Eu também sou ribeirinho. A luz primeira que vi foi na reverberação das águas. Criei-me com as brisas frescas que sopram do meu rio, mas nasci à beira de um grande estuário, que mais parece um braço de mar, em que às vezes, nos dias de temporal, as ondas se encapelam, e as águas são sempre salgadas. A minha cidade remira-se no largo espelho do Tejo, a vaidosa, como debruçada sobre a superfície de um vasto lago. É por isso surpreendente de graça, mas as coisas perdem-se ma imensidão, distanciam-se, soçobram - deixam de ter as proporções familiares que tocam mais o coração do homem. Digam o que disserem, um rio torna-se íntimo, chegado a nós, quando se ouve correr e quando se pode falar de uma para a outra margem, gritar ao vizinho da casa e frente: - deixa que eu vou aí no meu batel..
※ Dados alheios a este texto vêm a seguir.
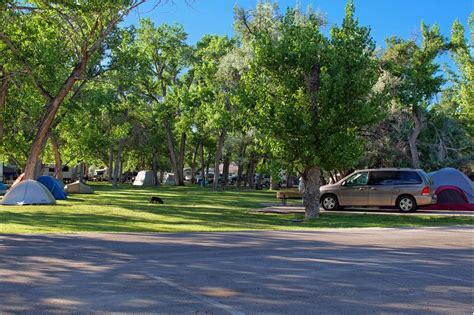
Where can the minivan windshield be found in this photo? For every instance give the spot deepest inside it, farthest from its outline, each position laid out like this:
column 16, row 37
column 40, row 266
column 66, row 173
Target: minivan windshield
column 358, row 179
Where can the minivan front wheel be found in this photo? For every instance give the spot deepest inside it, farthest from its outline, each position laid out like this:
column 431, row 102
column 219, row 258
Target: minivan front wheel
column 406, row 204
column 330, row 202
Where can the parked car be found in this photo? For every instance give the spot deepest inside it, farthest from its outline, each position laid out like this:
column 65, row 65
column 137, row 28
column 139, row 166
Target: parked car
column 404, row 188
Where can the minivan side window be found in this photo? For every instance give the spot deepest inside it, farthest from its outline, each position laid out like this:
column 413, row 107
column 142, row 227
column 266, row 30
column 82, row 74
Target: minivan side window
column 383, row 177
column 358, row 179
column 408, row 178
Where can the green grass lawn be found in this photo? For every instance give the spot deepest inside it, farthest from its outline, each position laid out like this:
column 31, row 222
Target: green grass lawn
column 186, row 209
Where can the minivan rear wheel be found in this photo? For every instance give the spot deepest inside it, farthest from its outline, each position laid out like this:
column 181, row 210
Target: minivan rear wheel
column 406, row 204
column 330, row 202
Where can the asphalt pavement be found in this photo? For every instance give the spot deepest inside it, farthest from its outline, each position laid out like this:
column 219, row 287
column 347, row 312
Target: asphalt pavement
column 350, row 271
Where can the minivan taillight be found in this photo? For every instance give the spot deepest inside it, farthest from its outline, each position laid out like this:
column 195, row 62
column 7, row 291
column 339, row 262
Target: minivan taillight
column 425, row 191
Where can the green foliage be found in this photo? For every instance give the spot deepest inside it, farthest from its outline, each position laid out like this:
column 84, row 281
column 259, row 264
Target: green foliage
column 312, row 93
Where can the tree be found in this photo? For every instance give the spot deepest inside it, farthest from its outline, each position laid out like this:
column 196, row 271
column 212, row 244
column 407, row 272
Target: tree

O Douro, na força da sua impressionante grandeza, tem ao mesmo tempo o que quer que seja de caseiro - rio gigantesco que não deixa por isso de se mostrar familiar, chegando ao intimo viver dos homens. Percorre-se no seu curso, em que de quando em quando se põe irado ou apenas resmungão, mas a cada passo os olhos se nos prendem em qualquer sinal de vida próxima, que se vê e ouve latejar - povoado ou quinta isolada, as curvas admiráveis que faz a estrada, o penacho de fumo o silvo do comboio, a sombra apetitosa de uma mata, o muro grosso de um naseiro donde os pescadores deitam a rede, perto da margem um desses humildes casais de viver, pequena barquinha de toldo em que habita gente, ou então o belo barco que passa de vela aberta, a subir o rio, levado pelo vento da barra... De cá para lá todos se saúdam, todos se conhecem naquela estrada de água. E no decurso da viagem vamos tendo notícia da mutação das coisas - do que a terra vale, do que os homens vivem, de como aqui a natureza e o trabalho se mostram amáveis, e ali se tornam no tormento, na aflição de cada hora e cada instante.
Manuel Mendes, Roteiro Sentimental. Douro. Museu do Douro, 2002 [1a edição 1964] p. 41.